DORTMUND - Marihuana im Wert von 224.000 Euro haben Zollbeamte bei einer Fahrzeugkontrolle an der A2. Der mutmaßliche Drogenkurier hatte beim Anblick der Beamten eine Vollbremsung gemacht und so die Aufmerksamkeit der Beamter erregt.

23.784 Gramm Marihuana fanden die Zollbeamten der Kontrolleinheit Verkehrswege am Abend des 16. Oktober, als sie einen Pkw kontrollierten. Das Fahrzeug war auf der A2 in Fahrtrichtung Hannover unterwegs und wurde an der Anschlussstelle Dortmund-Lanstrop aus dem fließenden Verkehr gezogen.

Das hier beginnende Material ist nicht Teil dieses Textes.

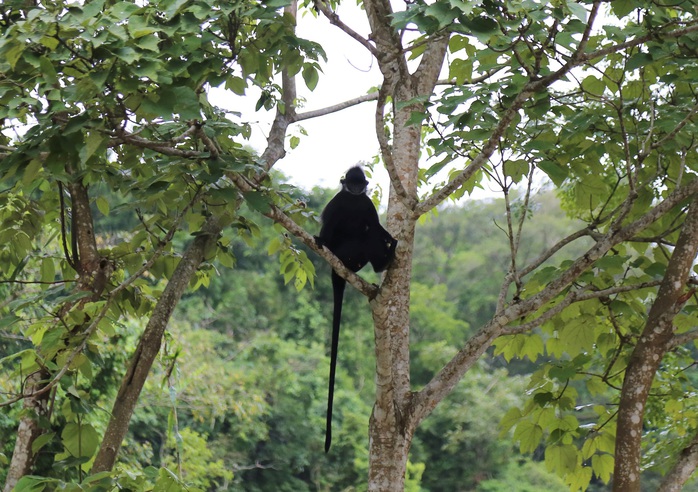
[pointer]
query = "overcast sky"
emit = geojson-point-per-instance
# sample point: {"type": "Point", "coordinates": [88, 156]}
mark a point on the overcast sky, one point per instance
{"type": "Point", "coordinates": [336, 141]}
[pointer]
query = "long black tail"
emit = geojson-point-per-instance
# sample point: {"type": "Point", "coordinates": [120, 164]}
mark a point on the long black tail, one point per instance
{"type": "Point", "coordinates": [338, 284]}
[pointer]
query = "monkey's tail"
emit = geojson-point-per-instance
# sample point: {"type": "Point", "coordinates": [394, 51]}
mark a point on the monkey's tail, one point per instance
{"type": "Point", "coordinates": [338, 284]}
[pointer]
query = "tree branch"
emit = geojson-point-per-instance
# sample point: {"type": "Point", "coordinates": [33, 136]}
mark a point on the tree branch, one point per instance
{"type": "Point", "coordinates": [446, 379]}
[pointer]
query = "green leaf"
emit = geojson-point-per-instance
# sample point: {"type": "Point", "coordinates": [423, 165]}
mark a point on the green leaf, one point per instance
{"type": "Point", "coordinates": [555, 172]}
{"type": "Point", "coordinates": [41, 441]}
{"type": "Point", "coordinates": [593, 85]}
{"type": "Point", "coordinates": [48, 270]}
{"type": "Point", "coordinates": [31, 172]}
{"type": "Point", "coordinates": [29, 483]}
{"type": "Point", "coordinates": [602, 464]}
{"type": "Point", "coordinates": [529, 436]}
{"type": "Point", "coordinates": [102, 205]}
{"type": "Point", "coordinates": [561, 458]}
{"type": "Point", "coordinates": [80, 440]}
{"type": "Point", "coordinates": [258, 201]}
{"type": "Point", "coordinates": [310, 76]}
{"type": "Point", "coordinates": [510, 419]}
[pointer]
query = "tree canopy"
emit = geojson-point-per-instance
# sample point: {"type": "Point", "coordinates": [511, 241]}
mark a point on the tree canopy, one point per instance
{"type": "Point", "coordinates": [124, 186]}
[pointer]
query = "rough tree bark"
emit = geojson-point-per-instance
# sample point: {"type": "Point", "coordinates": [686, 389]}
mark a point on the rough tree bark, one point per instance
{"type": "Point", "coordinates": [648, 353]}
{"type": "Point", "coordinates": [682, 469]}
{"type": "Point", "coordinates": [390, 428]}
{"type": "Point", "coordinates": [35, 409]}
{"type": "Point", "coordinates": [149, 344]}
{"type": "Point", "coordinates": [93, 274]}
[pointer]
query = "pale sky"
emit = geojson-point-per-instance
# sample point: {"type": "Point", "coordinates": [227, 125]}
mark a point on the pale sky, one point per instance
{"type": "Point", "coordinates": [335, 142]}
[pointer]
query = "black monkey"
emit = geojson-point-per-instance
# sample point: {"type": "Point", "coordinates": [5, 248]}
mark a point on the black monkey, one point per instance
{"type": "Point", "coordinates": [352, 231]}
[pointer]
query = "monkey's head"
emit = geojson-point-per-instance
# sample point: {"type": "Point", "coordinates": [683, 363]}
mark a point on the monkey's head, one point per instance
{"type": "Point", "coordinates": [354, 181]}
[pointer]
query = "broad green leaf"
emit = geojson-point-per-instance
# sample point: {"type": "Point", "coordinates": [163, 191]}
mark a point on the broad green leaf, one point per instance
{"type": "Point", "coordinates": [529, 436]}
{"type": "Point", "coordinates": [602, 464]}
{"type": "Point", "coordinates": [561, 458]}
{"type": "Point", "coordinates": [80, 440]}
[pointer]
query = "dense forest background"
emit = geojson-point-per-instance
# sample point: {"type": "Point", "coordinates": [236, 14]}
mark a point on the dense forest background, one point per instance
{"type": "Point", "coordinates": [237, 400]}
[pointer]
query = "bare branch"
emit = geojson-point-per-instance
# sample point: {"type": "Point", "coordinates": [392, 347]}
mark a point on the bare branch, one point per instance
{"type": "Point", "coordinates": [445, 380]}
{"type": "Point", "coordinates": [336, 21]}
{"type": "Point", "coordinates": [683, 468]}
{"type": "Point", "coordinates": [576, 296]}
{"type": "Point", "coordinates": [336, 108]}
{"type": "Point", "coordinates": [387, 153]}
{"type": "Point", "coordinates": [683, 338]}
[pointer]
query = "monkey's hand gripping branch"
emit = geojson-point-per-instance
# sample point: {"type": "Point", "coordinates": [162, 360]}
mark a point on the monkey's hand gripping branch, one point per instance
{"type": "Point", "coordinates": [366, 288]}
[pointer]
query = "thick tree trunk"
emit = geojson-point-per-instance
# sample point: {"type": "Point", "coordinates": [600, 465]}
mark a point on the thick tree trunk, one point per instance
{"type": "Point", "coordinates": [93, 274]}
{"type": "Point", "coordinates": [648, 354]}
{"type": "Point", "coordinates": [683, 468]}
{"type": "Point", "coordinates": [149, 345]}
{"type": "Point", "coordinates": [35, 409]}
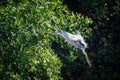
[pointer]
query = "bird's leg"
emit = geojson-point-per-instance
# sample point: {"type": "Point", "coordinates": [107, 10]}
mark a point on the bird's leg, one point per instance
{"type": "Point", "coordinates": [87, 59]}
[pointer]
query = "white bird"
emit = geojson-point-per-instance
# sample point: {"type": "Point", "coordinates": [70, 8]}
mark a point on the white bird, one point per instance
{"type": "Point", "coordinates": [75, 40]}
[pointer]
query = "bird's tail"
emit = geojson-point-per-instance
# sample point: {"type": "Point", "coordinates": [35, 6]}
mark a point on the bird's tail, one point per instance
{"type": "Point", "coordinates": [87, 59]}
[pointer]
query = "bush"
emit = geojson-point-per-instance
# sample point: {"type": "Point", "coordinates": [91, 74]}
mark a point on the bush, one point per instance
{"type": "Point", "coordinates": [25, 51]}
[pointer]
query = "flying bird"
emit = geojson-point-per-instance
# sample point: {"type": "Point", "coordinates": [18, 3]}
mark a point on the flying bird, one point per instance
{"type": "Point", "coordinates": [75, 40]}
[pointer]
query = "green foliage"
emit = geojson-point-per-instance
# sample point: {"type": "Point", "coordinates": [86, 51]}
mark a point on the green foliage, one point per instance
{"type": "Point", "coordinates": [25, 49]}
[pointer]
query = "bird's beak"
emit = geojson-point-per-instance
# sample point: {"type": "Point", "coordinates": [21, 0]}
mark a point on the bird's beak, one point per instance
{"type": "Point", "coordinates": [47, 32]}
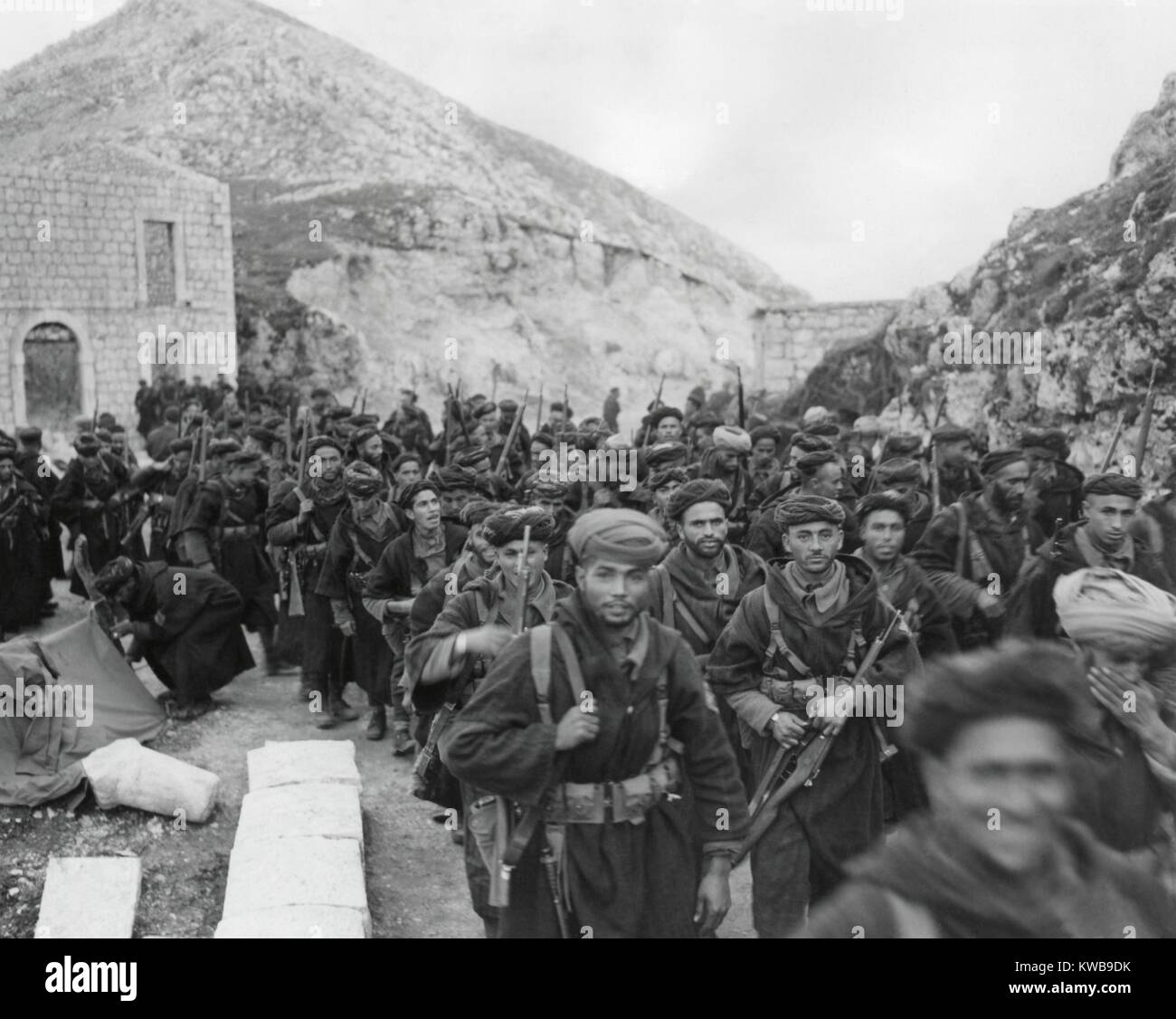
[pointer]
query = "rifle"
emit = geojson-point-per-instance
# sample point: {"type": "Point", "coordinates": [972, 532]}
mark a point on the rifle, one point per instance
{"type": "Point", "coordinates": [1114, 443]}
{"type": "Point", "coordinates": [1141, 443]}
{"type": "Point", "coordinates": [104, 612]}
{"type": "Point", "coordinates": [516, 425]}
{"type": "Point", "coordinates": [801, 764]}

„Der Drogenkurier hat sich offenbar so sehr erschrocken, als er den Streifenwagen vor sich auf der Autobahn sah, dass er eine Vollbremsung machte und mit Schrittgeschwindigkeit auf dem mittleren Fahrstreifen weiterfuhr“ so Andrea Münch, Pressesprecherin des Hauptzollamts Dortmund. „Dieses Verhalten erregte erst Recht die Aufmerksamkeit der Zöllner“ so Münch weiter.

Die Beamten konnten die Drogen riechen

Die Frage nach Betäubungsmitteln hatte der Fahrer zunächst verneint - und dann doch auf den Kofferraum verwiesen.

Der 42- jährige sierra-leonische Fahrer missachtete zunächst die Anhaltezeichen der Beamten und machte keine Anstalten dem Streifenwagen zu folgen. Als er schließlich anhielt, gab er auf die Fragen der Zöllner zum Zweck und zum Ziel seiner Reise an, er habe Freunde in Belgien besucht. Die Frage nach Waffen oder Betäubungsmitteln verneinte er zunächst, sagte dann aber, im Kofferraum seien Drogen. Als die Zollbeamten die Heckklappe des Kombis öffneten, konnten sie das Marihuana schon riechen, so dass die bereits wartende Rauschgiftspürhündin EDDA gar nicht mehr zum Einsatz kam.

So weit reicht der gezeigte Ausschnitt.